Aim: In this study, we aimed to develop a zebrafish model of COL6-CMD to study tissue-specific pathologies with a focus on cardiovascular effects. As the zebrafish has proven to be a powerful model organism for studying developmental biology and disease pathogenesis, we hypothesised that a zebrafish model for COL6-CMD would provide insight into early manifestations of cardiovascular abnormalities associated with COL6 deficiency.
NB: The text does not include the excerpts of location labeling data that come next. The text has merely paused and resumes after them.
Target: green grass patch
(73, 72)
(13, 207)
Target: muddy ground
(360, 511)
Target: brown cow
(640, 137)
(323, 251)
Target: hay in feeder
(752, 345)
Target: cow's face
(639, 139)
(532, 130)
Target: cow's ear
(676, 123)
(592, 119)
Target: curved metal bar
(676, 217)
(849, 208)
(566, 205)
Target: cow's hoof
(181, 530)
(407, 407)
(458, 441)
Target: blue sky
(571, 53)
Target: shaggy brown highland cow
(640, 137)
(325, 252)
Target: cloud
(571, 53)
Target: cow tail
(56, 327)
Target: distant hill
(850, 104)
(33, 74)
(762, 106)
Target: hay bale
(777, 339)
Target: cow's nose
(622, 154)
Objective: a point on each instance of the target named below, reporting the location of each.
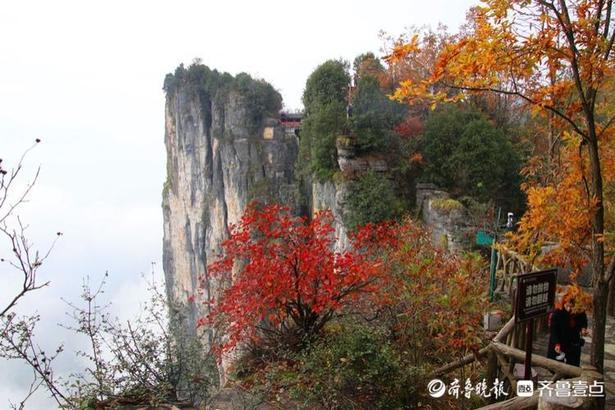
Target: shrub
(467, 155)
(371, 198)
(325, 100)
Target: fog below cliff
(87, 80)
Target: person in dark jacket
(567, 326)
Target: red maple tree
(287, 281)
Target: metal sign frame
(535, 294)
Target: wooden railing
(501, 358)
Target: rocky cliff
(224, 148)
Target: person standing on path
(567, 326)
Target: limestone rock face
(445, 217)
(220, 156)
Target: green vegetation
(466, 154)
(352, 362)
(447, 204)
(372, 198)
(260, 97)
(374, 117)
(324, 99)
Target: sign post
(535, 298)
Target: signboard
(535, 294)
(483, 239)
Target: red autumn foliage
(287, 280)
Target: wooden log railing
(500, 363)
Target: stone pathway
(540, 347)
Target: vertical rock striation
(224, 148)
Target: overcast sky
(86, 78)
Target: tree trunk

Methods and results: We utilized CRISPR/Cas9 technology to knock out the col6α2 gene in zebrafish, generating mutant "crispants." Phenotypic assessment was conducted through a combination of high-resolution live imaging (using the Keyence Imaging Machine) and behavioral analysis with the ZebraBox system, which provides automated and quantitative measures of locomotion and other behavioral parameters. In situ hybridization was used to validate gene editing success and assess expression patterns of key genes involved in cardiovascular and muscular development. Consistent with clinical features of COL6-CMD, our col6α2-deficient zebrafish showed distinct alterations in locomotor activity and morphological features, including reduced body size and changes in swim bladder structure. Beyond these expected musculoskeletal phenotypes, we observed significant cardiovascular alterations, such as impaired angiogenesis, changes in chamber-specific heart function, and altered blood flow dynamics. These findings suggest that collagen VI plays a critical role in cardiovascular development, and that its absence may disrupt normal vascular and cardiac function during early growth stages.

Conclusion: Our results suggest that col6α2-deficient zebrafish exhibit both muscular and cardiovascular phenotypes similar to those observed in COL6-CMD, supporting the notion that collagen VI deficiencies affect a broader range of tissues than previously thought. This zebrafish model provides a valuable platform for studying the cardiovascular role of COL6 in vivo and provides insights into the developmental origins of COL6-associated vascular and cardiovascular pathologies. Ultimately, this work may contribute to an expanded clinical understanding of COL6-CMD that includes cardiovascular and vascular phenotypes as integral components of disease pathology.